Now, I do not believe Barack Obama is necessarily leading the country down a path to war with Iran. But that does not mean there aren’t powerful forces at work in Washington trying to shape a narrative that will make an attack more acceptable. It would be wholly unsurprising if, the day after an Israeli airstrike on Iran’s nuclear facilities, more media attention is given to how it will have been justified than to the potential catastrophe it could mean for the US and the region at large.
5 Responses to “Sanctions Are the New Appeasement”
Ah yes, another corollary to Godwin’s law.
I never read the AARP Bulletin, but happened across this very interesting article:
http://tinyurl.com/25yaxxx
I was struck as to how this very powerful, personal, human, peaceful piece made it into a mainstream publication. It seemed to penetrate an apparent news embargo on anything that might humanize the Iranian people, or undercut the warmongers’ march to yet another immoral butcher of wrong-skinned people.
I have a profound fondness for Iran, as I lived there from 1959-1961, when my father worked on the Karaj dam. I may have been too young to understand then, but my visual memory retains strong. It was a jarring, yet wondrous experience to be dropped into a village where: camels and donkeys shared the roadway with cars and motorcycles, criminals were publicly hanged from airport lamp posts, people flogged themselves in the streets during Ramadan, etc.
But, we were not tourists or detached from the population as were many American, French, German, Canadian employees of the contractor (Morrison- Knudsen) or engineering (Harza) companies. My parents found an Iranian tutor to instruct me in Farsi, who became a family friend and joined us on vacations to the Caspian Sea. I walked freely and alone throughout the hills behind our encampment, as well as through the streets crosstown to another American compound where many folks from the University of Utah agriculture project lived.

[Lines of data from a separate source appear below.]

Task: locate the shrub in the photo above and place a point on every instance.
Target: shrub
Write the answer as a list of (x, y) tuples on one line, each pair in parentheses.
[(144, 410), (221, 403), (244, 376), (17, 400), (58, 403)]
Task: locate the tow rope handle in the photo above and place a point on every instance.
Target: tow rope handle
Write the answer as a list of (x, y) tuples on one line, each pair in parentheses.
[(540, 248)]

Our “Karaj Dam” swim team competed with others from the US Embassy, Point Four Program, Department of Agriculture and other US agencies involved in “modernization” programs. We had no occasion to interact with the military, but I assume that they were well represented. Of course, Karaj was the location of the prison where Mosaddegh was isolated after his US-backed overthrow.
I posted a film that describes the hydro-electric project that took our blue-collar family to Iran:
http://www.youtube.com/watch?v=Bkk5h-v3Prg
Anyway, the people were warm and friendly and like people everywhere else. If you connected with them personally, they were great, except when they were not – again, just like people everywhere else.

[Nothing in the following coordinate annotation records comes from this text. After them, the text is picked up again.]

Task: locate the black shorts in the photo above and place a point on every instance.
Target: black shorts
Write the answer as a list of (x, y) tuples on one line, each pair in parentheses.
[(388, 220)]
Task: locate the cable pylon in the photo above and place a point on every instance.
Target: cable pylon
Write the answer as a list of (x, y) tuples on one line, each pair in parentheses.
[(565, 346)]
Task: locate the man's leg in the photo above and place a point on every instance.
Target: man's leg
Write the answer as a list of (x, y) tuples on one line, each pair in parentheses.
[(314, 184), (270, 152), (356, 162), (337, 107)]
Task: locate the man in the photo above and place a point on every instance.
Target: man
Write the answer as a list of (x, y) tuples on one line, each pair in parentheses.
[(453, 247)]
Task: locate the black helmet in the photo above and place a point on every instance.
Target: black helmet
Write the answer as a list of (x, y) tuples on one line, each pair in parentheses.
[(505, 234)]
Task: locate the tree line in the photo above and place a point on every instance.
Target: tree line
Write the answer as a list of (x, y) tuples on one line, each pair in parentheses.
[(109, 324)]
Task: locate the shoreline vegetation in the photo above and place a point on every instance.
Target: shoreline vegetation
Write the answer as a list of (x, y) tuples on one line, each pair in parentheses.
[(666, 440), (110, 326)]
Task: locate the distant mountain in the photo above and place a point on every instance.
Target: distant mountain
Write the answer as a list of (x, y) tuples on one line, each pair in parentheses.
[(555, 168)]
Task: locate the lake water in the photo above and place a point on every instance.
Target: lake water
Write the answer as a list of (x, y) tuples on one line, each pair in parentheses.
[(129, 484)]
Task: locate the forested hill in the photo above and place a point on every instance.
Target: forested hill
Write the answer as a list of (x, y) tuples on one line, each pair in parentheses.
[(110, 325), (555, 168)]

Now, the warmongers want us to forget the close ties our countries once had, and pretend that Iran is not full of people just like us. Their politicians, as do ours, pursue their agendas with ruthless manipulation. I hope that the respective sets of corrupt operators do not succeed with their schemes.
well written – very enjoyable- and couldn’t agree more. We cannot assume that the Iranian people are like their politicians. And yes, it was a wondrous experience.
My father was field engineer on the Karadj project and I was there during the same time period.
We must have met, but I do not remember the name.
My family was there from 1956 to 1958. My father, jogn Benoit, worked for Harza. We lived in two of the camps, one just inside a mountain gate and one down by the river.